When cooked, bring all these together in a bowl – add a little freshly squeezed lime juice too if you like, and some chopped coriander leaf.

Next for the sauce and, really, any chilli–tomato sauce will do. For ours, I finely chopped an onion, sweated it in a little olive oil for a few minutes, added some finely chopped red chilli, a heaped teaspoon of ground cumin, a little paprika and a can of chopped tomatoes. Mix well, add a little water and simmer for 20 minutes or so until the tomatoes have cooked down and the flavours have all combined. Set aside.

Now, back to the tortillas. To prep them for the oven, first warm each tortilla you’re using in a dry frying pan on a medium heat, splashed with a tiny sprinkling of water. Warm them for around 30 seconds a side, making sure they don’t stick.
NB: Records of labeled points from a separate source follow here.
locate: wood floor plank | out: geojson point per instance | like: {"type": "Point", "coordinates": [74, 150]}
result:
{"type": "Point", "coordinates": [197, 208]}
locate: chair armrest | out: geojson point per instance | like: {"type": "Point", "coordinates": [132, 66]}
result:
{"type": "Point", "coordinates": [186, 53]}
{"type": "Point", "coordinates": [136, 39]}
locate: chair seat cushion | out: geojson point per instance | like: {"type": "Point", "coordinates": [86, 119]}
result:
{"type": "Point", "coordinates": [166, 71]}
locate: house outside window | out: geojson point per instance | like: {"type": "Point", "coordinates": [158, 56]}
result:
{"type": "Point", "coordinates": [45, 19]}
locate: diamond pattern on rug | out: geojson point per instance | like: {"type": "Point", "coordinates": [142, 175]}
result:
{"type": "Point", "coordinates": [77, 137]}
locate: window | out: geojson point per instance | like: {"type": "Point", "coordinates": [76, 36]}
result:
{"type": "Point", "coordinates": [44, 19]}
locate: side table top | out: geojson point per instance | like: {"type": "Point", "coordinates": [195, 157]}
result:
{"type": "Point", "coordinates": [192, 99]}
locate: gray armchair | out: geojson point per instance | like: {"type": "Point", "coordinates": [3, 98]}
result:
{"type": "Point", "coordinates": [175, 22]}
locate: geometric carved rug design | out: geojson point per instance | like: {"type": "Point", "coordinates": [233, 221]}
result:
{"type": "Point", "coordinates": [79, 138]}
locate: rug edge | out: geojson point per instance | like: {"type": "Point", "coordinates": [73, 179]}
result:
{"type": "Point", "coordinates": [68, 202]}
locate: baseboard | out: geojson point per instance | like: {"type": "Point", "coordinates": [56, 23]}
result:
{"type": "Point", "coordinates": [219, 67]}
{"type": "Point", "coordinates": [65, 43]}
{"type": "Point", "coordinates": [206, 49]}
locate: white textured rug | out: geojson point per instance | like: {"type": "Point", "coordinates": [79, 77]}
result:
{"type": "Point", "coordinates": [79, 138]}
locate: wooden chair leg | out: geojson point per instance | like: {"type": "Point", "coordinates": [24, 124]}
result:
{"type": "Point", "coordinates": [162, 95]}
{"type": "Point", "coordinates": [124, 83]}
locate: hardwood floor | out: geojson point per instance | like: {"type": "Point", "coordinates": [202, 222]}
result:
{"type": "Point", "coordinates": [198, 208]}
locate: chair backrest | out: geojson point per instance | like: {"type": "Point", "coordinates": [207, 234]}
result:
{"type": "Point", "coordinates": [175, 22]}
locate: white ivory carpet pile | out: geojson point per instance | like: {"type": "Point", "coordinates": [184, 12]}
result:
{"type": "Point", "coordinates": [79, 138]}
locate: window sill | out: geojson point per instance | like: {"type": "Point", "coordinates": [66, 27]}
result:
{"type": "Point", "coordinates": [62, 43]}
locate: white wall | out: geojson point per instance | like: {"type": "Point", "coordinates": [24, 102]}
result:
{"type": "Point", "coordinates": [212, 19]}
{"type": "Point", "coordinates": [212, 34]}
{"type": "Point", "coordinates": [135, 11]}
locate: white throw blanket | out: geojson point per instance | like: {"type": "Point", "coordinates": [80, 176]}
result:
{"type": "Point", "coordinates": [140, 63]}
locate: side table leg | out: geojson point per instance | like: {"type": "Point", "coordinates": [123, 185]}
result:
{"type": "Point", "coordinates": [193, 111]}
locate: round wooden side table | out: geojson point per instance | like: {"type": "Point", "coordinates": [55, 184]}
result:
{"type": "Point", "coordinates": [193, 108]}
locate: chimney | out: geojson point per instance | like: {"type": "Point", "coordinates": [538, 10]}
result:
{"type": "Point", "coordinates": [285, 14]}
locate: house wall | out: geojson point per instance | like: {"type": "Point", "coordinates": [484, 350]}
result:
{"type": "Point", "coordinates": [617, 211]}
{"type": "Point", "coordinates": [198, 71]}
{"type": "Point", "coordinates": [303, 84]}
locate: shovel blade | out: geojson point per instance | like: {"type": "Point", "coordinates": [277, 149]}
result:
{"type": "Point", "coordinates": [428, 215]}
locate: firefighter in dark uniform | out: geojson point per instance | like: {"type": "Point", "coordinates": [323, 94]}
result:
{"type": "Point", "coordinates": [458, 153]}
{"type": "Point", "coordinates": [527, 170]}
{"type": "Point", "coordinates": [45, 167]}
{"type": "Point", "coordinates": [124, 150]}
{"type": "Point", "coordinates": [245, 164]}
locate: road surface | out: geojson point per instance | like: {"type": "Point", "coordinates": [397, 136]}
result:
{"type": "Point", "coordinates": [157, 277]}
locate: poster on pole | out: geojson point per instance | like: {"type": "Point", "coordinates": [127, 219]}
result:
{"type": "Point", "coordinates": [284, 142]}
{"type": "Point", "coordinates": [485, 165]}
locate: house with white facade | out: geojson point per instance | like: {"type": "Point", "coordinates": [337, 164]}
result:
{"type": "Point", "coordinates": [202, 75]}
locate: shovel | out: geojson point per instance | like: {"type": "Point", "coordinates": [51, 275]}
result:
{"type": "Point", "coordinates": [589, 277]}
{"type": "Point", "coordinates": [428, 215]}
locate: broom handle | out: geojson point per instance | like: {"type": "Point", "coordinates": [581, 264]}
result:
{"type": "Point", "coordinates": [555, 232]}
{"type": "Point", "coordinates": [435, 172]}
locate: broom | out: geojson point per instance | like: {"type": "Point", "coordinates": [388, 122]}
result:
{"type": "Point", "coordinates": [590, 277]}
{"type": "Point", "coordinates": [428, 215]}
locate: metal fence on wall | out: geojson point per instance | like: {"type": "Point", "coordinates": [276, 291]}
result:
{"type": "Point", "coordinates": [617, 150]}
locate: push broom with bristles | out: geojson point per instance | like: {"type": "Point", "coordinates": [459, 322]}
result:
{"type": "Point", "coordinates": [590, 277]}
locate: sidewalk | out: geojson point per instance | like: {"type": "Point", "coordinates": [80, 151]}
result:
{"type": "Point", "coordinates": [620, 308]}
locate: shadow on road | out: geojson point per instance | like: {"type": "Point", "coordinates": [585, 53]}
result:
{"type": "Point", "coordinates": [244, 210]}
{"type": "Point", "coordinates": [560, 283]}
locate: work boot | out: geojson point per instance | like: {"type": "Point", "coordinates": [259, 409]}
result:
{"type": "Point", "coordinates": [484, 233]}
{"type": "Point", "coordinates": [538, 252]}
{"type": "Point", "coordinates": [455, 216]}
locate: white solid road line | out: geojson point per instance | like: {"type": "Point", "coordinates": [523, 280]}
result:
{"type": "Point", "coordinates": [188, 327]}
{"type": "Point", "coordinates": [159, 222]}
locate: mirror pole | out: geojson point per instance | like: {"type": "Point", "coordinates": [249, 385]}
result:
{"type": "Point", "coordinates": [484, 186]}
Take a serving-spoonful of the tortilla filling and place it in the middle of each tortilla. Fold over two opposite sides of the tortilla slightly, then roll up the other ones to make a sealed cylinder – or something approximating one. These need to be transferred to a lightly oiled baking dish – so make sure they’re rolled up tightly enough to be able to transfer them. Be careful!

When your tortillas are sat snug in the baking dish, cover them with your chilli–tomato sauce. Bake for 15 minutes, then take them out of the oven, grate some cheese over the top (cheddar or gouda will be fine) and return to the oven for 5 more minutes until it melts.

Serve hot with some salad. Oh and be careful when lifting them out of the baking dish – they’re liable to fall apart.